Análisis y optimización del recurso UMLS en la recuperación de información biomédica mediante métricas de similitud semántica

  1. Alonso Martínez, Israel
Dirigée par:
  1. David Contreras Bárcena Directeur/trice

Université de défendre: Universidad Pontificia Comillas

Fecha de defensa: 20 janvier 2016

Jury:
  1. Francisco Javier Montero de Juan President
  2. Mario Castro Ponce Secrétaire
  3. Lourdes Araujo Rapporteur
  4. José Ángel Olivas Varela Rapporteur
  5. Rafael Palacios Hielscher Rapporteur

Type: Thèses

Résumé

The information retrieval of medical documents through natural language processing, is far enough important and complex to devote special attention to this area of research. It is for this reason that many published studies address the issue of semantic similarity metrics in a theoretical context (consisting of pairs of independent and closed concepts) through the support of some resources contained in the UMLS Metathesaurus. However, none of these works focuses its study in a real context of biomedical information retrieval Therefore, in this thesis, a new study is proposed for the performance evaluation of metrics Intrinsic IC-Path y Path in a real environment of medical documentation (TREC Medical Records Track 2011), using UMLS source as support. To perform this novel experimental evaluation work, arises the need for a specific method of information retrieval based on the parameterization of Metathesaurus UMLS that add the similarities of both elements (similarity matrix) into a single outcome (Relevance/Not Relevance) that faces the relevance judgments of TREC experts to evaluate the performance of each of the metrics. The implementation of this system has led to the realization in the first part of the work, a comprehensive study and parameterization of UMLS resource in order to obtain optimal results coverage by different semantic similarity metrics.
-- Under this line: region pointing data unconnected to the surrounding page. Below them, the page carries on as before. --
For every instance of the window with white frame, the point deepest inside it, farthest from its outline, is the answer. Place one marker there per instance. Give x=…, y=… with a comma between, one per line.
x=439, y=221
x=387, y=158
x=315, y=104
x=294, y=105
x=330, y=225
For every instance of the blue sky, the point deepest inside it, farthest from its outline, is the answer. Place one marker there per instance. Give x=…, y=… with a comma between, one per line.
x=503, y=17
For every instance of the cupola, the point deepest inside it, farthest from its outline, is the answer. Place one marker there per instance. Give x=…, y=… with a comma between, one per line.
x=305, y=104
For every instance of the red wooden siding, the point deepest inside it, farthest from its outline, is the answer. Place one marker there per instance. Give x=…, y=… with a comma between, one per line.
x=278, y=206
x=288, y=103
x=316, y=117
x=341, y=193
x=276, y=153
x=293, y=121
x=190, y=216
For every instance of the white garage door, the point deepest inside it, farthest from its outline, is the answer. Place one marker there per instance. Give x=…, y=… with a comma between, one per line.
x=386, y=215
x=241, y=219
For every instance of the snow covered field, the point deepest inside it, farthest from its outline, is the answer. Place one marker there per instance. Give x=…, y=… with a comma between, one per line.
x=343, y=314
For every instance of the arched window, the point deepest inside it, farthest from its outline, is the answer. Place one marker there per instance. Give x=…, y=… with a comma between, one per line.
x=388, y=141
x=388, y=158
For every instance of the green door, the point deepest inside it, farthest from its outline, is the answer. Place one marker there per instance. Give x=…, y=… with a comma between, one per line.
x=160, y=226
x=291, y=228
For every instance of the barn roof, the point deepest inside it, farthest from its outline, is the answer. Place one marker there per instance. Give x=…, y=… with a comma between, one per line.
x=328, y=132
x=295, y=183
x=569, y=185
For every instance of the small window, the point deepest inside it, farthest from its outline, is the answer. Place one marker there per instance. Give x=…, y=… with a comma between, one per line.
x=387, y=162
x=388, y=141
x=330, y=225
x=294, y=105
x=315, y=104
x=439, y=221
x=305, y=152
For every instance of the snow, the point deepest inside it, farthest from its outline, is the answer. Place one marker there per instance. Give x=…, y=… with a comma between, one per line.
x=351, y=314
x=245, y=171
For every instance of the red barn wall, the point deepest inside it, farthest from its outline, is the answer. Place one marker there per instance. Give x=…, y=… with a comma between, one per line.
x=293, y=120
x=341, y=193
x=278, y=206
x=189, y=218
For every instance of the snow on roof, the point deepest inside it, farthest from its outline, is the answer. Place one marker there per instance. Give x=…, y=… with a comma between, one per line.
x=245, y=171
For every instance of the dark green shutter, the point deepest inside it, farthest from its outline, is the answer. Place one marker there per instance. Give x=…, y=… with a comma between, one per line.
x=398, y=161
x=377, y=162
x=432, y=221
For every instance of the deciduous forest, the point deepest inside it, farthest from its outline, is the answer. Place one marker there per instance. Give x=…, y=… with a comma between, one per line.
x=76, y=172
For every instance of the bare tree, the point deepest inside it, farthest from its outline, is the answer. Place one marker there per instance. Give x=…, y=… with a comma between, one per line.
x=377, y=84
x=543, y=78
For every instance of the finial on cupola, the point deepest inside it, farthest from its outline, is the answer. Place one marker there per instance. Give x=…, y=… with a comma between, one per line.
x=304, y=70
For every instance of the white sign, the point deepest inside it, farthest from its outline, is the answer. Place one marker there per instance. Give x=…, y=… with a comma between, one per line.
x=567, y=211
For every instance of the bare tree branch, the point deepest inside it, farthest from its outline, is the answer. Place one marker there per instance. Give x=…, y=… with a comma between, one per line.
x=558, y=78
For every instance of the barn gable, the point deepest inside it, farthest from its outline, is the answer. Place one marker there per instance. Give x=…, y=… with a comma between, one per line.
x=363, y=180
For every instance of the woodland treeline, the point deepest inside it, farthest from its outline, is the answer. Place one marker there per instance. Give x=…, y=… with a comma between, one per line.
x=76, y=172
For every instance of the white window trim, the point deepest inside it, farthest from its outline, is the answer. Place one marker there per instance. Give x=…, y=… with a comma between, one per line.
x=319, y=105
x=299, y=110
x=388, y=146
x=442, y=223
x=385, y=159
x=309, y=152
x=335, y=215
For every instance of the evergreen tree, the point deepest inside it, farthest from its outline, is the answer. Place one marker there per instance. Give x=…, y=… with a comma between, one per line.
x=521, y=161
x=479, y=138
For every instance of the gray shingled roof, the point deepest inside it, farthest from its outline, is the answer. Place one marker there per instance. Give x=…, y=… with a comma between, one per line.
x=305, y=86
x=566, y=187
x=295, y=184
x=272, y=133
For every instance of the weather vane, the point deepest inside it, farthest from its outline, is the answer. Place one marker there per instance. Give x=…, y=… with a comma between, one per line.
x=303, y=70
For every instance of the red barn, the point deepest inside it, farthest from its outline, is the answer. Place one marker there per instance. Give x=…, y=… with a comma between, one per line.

Accordingly, the need to propose a new information retrieval system that integrates the optimal use of UMLS infrastructure in the application of semantic similarity metrics on a real context of biomedical documentation (based on the TREC repository). This system allows us to assess the real extent of the main metrics (Path e Intrinsic IC-Path) on a single and reliable environment. Finally, an automatic summarization system of medical records is proposed as a way to two new approaches. The first arises as a need to validate the usefulness of the concept-based representation for a medical document presented in this thesis, in other contexts or applications. The second approach appears as a prelude to possible future improvements of the information retrieval system defined and evaluated in the development of this thesis.